Conĭum

[257] Conĭum L. (Schierling), Gattung der Umbelliferen, zweijährige, hohe, kahle Kräuter mit rübenförmiger Wurzel, röhrigem, rotgeflecktem Stengel, mehrfach fiederteiligen Blättern, vielstrahligen Dolden, mehr- und kleinblätterigen Hüllen und Hüllchen, weißen Blüten und seitlich zusammengedrückten, eiförmigen Früchten. Zwei Arten, von denen eine im Kaplande, die andre, C. maculatum L. (gefleckter Schierling, Erdschierling, Wüterich, Tollkerbel, wilde Petersilie, s. Tafel »Giftpflanzen I«, Fig. 4), im gemäßigten Europa und Asien, eingebürgert im nordöstlichen Amerika und in Kalifornien, auch in Chile und auf den Kanaren wächst. Die Pflanze stinkt wie Katzenharn, schmeckt widerlich bitter, scharf, ist sehr giftig und enthält als wirksamsten Bestandteil Coniin C8H17N neben andern Alkaloiden (s.

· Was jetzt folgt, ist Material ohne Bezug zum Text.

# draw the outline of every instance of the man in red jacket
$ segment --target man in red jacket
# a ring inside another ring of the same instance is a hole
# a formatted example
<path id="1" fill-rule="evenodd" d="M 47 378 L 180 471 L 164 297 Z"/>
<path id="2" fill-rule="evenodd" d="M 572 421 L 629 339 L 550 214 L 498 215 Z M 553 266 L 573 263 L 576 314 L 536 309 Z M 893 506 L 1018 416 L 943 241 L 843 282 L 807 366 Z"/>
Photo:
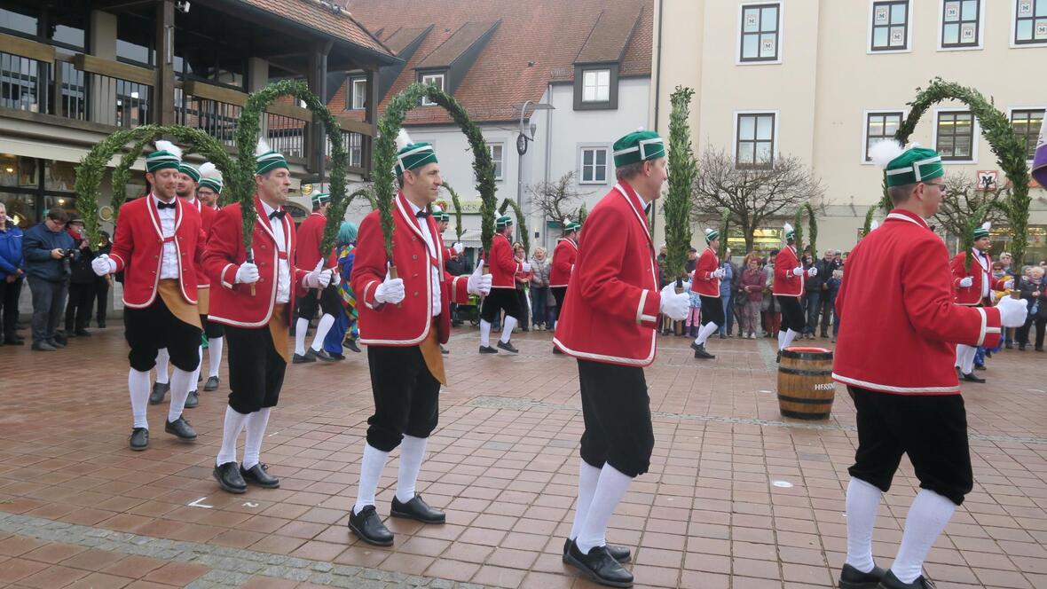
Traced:
<path id="1" fill-rule="evenodd" d="M 1001 326 L 1021 325 L 1026 310 L 1009 297 L 995 308 L 955 304 L 945 245 L 926 221 L 944 196 L 941 158 L 922 148 L 901 153 L 893 141 L 874 145 L 872 155 L 886 166 L 894 210 L 851 251 L 837 295 L 847 320 L 832 376 L 854 400 L 859 440 L 840 587 L 927 589 L 923 559 L 974 484 L 954 345 L 996 345 Z M 920 491 L 885 571 L 872 560 L 872 531 L 903 454 Z"/>
<path id="2" fill-rule="evenodd" d="M 654 434 L 643 367 L 654 360 L 659 313 L 687 316 L 690 297 L 674 284 L 659 291 L 645 208 L 667 178 L 665 144 L 638 131 L 615 142 L 618 184 L 585 219 L 578 259 L 553 342 L 578 360 L 582 416 L 575 522 L 564 562 L 597 583 L 631 587 L 609 546 L 607 523 L 637 476 L 650 466 Z"/>
<path id="3" fill-rule="evenodd" d="M 204 252 L 204 268 L 216 286 L 209 318 L 225 325 L 229 343 L 229 404 L 211 474 L 229 493 L 244 493 L 248 482 L 264 489 L 280 486 L 280 479 L 261 462 L 261 453 L 269 412 L 280 400 L 287 370 L 292 297 L 331 282 L 330 270 L 294 267 L 294 222 L 284 208 L 291 173 L 284 156 L 265 141 L 259 141 L 255 150 L 254 186 L 258 219 L 251 255 L 244 249 L 240 203 L 218 212 Z M 242 429 L 247 430 L 244 461 L 238 465 L 237 437 Z"/>
<path id="4" fill-rule="evenodd" d="M 719 279 L 723 277 L 723 269 L 719 267 L 716 255 L 719 231 L 706 229 L 706 244 L 691 278 L 691 290 L 701 298 L 701 329 L 698 330 L 698 337 L 691 342 L 695 359 L 716 358 L 706 352 L 706 340 L 723 324 L 723 305 L 719 300 Z"/>
<path id="5" fill-rule="evenodd" d="M 953 257 L 950 268 L 953 271 L 953 291 L 956 293 L 956 304 L 964 307 L 993 307 L 993 290 L 997 280 L 993 278 L 993 258 L 988 255 L 992 240 L 988 230 L 992 225 L 985 223 L 975 229 L 974 248 L 971 252 L 961 251 Z M 966 258 L 971 255 L 971 269 L 966 268 Z M 1002 289 L 1003 287 L 1000 286 Z M 977 346 L 963 343 L 956 344 L 956 369 L 960 378 L 970 383 L 983 383 L 985 379 L 975 376 L 975 354 Z"/>
<path id="6" fill-rule="evenodd" d="M 200 214 L 178 198 L 181 150 L 169 141 L 157 141 L 156 148 L 146 157 L 146 181 L 152 192 L 120 207 L 112 251 L 91 263 L 98 276 L 124 271 L 125 337 L 131 346 L 132 450 L 149 447 L 149 371 L 163 347 L 175 366 L 163 431 L 183 441 L 197 436 L 182 409 L 190 388 L 196 388 L 193 375 L 200 365 L 197 262 L 205 234 Z"/>
<path id="7" fill-rule="evenodd" d="M 313 212 L 302 222 L 298 227 L 298 246 L 294 254 L 295 265 L 298 268 L 316 269 L 319 268 L 321 259 L 331 252 L 321 252 L 320 244 L 324 242 L 324 227 L 327 225 L 327 211 L 331 207 L 331 195 L 317 192 L 311 198 L 313 202 Z M 306 350 L 306 334 L 309 332 L 309 321 L 320 311 L 320 320 L 316 324 L 316 335 L 313 336 L 313 344 Z M 309 292 L 298 298 L 298 320 L 294 324 L 294 364 L 305 362 L 316 362 L 317 359 L 325 362 L 334 362 L 333 356 L 324 349 L 324 338 L 334 325 L 335 316 L 341 313 L 341 298 L 338 295 L 337 285 L 328 285 L 322 291 L 310 289 Z"/>
<path id="8" fill-rule="evenodd" d="M 509 338 L 513 336 L 513 327 L 520 317 L 520 300 L 516 294 L 516 273 L 530 272 L 531 265 L 520 262 L 513 256 L 513 244 L 509 235 L 513 231 L 513 218 L 503 214 L 495 221 L 494 240 L 491 242 L 490 257 L 491 267 L 491 294 L 484 299 L 484 305 L 480 310 L 480 353 L 497 354 L 498 350 L 491 347 L 491 323 L 503 311 L 506 317 L 502 323 L 502 338 L 497 346 L 513 354 L 519 353 L 516 347 L 509 343 Z"/>
<path id="9" fill-rule="evenodd" d="M 440 385 L 446 384 L 440 344 L 450 335 L 451 300 L 487 294 L 491 275 L 481 268 L 470 276 L 444 269 L 444 242 L 429 206 L 443 180 L 432 145 L 411 143 L 401 130 L 396 174 L 401 190 L 394 202 L 393 259 L 385 254 L 379 211 L 360 223 L 353 292 L 360 313 L 360 343 L 367 345 L 375 413 L 367 420 L 367 440 L 360 484 L 349 515 L 349 528 L 364 542 L 391 546 L 393 534 L 375 508 L 375 493 L 385 461 L 400 447 L 400 469 L 393 517 L 443 523 L 443 512 L 415 492 L 429 434 L 439 420 Z M 391 268 L 392 265 L 392 268 Z M 394 278 L 392 269 L 398 277 Z"/>

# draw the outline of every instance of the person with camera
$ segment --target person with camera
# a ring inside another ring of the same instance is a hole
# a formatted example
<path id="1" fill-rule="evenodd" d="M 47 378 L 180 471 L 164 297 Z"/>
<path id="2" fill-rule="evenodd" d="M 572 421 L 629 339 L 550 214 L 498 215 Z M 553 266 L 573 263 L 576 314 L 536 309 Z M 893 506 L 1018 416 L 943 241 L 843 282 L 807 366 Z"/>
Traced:
<path id="1" fill-rule="evenodd" d="M 76 244 L 66 232 L 68 221 L 65 210 L 51 208 L 44 222 L 30 227 L 22 240 L 32 292 L 32 349 L 37 352 L 54 352 L 66 343 L 58 326 L 69 294 L 69 260 L 76 255 Z"/>

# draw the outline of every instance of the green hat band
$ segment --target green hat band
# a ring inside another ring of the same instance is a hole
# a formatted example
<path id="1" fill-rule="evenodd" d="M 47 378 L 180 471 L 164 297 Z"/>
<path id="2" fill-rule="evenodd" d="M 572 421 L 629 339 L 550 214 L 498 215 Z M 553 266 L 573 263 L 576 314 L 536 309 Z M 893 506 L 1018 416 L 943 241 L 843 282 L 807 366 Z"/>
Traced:
<path id="1" fill-rule="evenodd" d="M 210 188 L 211 190 L 215 190 L 219 195 L 222 194 L 222 181 L 219 180 L 218 178 L 204 178 L 200 180 L 200 187 Z"/>
<path id="2" fill-rule="evenodd" d="M 287 160 L 279 152 L 268 151 L 258 156 L 254 160 L 254 174 L 265 174 L 277 167 L 290 169 L 290 166 L 287 165 Z"/>
<path id="3" fill-rule="evenodd" d="M 422 167 L 427 163 L 437 162 L 437 152 L 429 143 L 413 143 L 397 152 L 396 167 L 394 172 L 397 176 L 407 169 Z"/>
<path id="4" fill-rule="evenodd" d="M 156 172 L 157 169 L 163 169 L 170 167 L 171 169 L 180 169 L 182 160 L 175 154 L 160 150 L 159 152 L 153 152 L 146 156 L 146 172 Z"/>
<path id="5" fill-rule="evenodd" d="M 200 171 L 187 163 L 178 164 L 178 172 L 188 176 L 194 182 L 200 181 Z"/>

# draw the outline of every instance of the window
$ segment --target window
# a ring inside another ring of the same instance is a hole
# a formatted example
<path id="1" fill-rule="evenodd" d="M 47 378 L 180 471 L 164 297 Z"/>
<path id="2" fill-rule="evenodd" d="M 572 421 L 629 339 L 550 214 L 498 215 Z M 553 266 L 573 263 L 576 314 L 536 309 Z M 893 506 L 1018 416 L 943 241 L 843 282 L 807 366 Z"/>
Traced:
<path id="1" fill-rule="evenodd" d="M 607 149 L 582 148 L 582 184 L 607 183 Z"/>
<path id="2" fill-rule="evenodd" d="M 968 161 L 975 155 L 975 117 L 971 111 L 941 111 L 935 126 L 935 151 L 942 161 Z"/>
<path id="3" fill-rule="evenodd" d="M 1044 121 L 1043 109 L 1016 109 L 1010 111 L 1010 126 L 1020 141 L 1025 142 L 1028 159 L 1037 152 L 1037 141 L 1040 140 L 1040 127 Z"/>
<path id="4" fill-rule="evenodd" d="M 978 47 L 981 28 L 981 0 L 943 0 L 941 47 Z"/>
<path id="5" fill-rule="evenodd" d="M 444 74 L 442 73 L 423 73 L 419 76 L 419 82 L 422 84 L 436 84 L 441 90 L 445 90 Z M 422 106 L 435 107 L 437 104 L 430 100 L 428 96 L 422 96 Z"/>
<path id="6" fill-rule="evenodd" d="M 1047 43 L 1047 0 L 1016 0 L 1015 44 Z"/>
<path id="7" fill-rule="evenodd" d="M 774 165 L 775 113 L 739 114 L 735 131 L 735 165 Z"/>
<path id="8" fill-rule="evenodd" d="M 610 99 L 610 70 L 589 69 L 582 73 L 582 101 L 606 103 Z"/>
<path id="9" fill-rule="evenodd" d="M 491 161 L 494 162 L 494 179 L 502 180 L 502 164 L 505 159 L 505 143 L 488 143 L 487 151 L 491 154 Z"/>
<path id="10" fill-rule="evenodd" d="M 781 6 L 754 4 L 741 7 L 741 61 L 778 61 Z"/>
<path id="11" fill-rule="evenodd" d="M 346 89 L 349 91 L 346 110 L 362 111 L 367 101 L 367 78 L 350 77 Z"/>
<path id="12" fill-rule="evenodd" d="M 872 3 L 872 50 L 909 49 L 909 0 Z"/>
<path id="13" fill-rule="evenodd" d="M 893 139 L 901 126 L 900 112 L 875 112 L 865 116 L 865 161 L 872 161 L 869 149 L 884 139 Z"/>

Coniin), auch etwas ätherisches Öl. Am reichlichsten sind diese Alkaloide in den Früchten enthalten. Schierling kommt häufig in Gärten unter Petersilie vor und kann, solange er noch keinen Stengel hat, mit dieser verwechselt werden; doch geben die Form der Blätter und der beim Zerreiben meist deutlich hervortretende widerliche Geruch ein sicheres Unterscheidungsmerkmal ab. Bei Vergiftung mit Schierling entsteht große Schwäche, allgemeine Schwere, zuerst in den Beinen, verminderte Tätigkeit in allen äußern Teilen, besonders auffallend an Kopf und Hals, Kauen und Schlingen sind erschwert, das Sprechen erfolgt mühsam, die Stimme ist rauh. Größere Gaben töten unter leichten Krämpfen durch Lähmung der Atemnerven. Als Gegenmittel bei Schierlingsvergiftungen macht man Magenausspülungen, läßt viel Wasser trinken, gibt warme Klistiere und leitet künstliche Atmung ein, sobald es nötig erscheint. Arzneilich benutzt man Schierling bei Krampfkrankheiten und epileptiformen Zuständen, äußerlich bei Lidkrampf und ähnlichen Neurosen. Die alten Griechen töteten ihre Verbrecher durch einen Schierlingstrank, auch Sokrates starb auf diese Art; übrigens scheint dieser Gifttrank auch Opium enthalten zu haben, wie man aus einer Stelle bei Theophrastus schließen kann. Vgl. Regel, Beiträge zur Geschichte des Schierlings und Wasserschierlings (Mosk. 1876–77).

Quelle:
Meyers Großes Konversations-Lexikon, Band 4. Leipzig 1906, S. 257.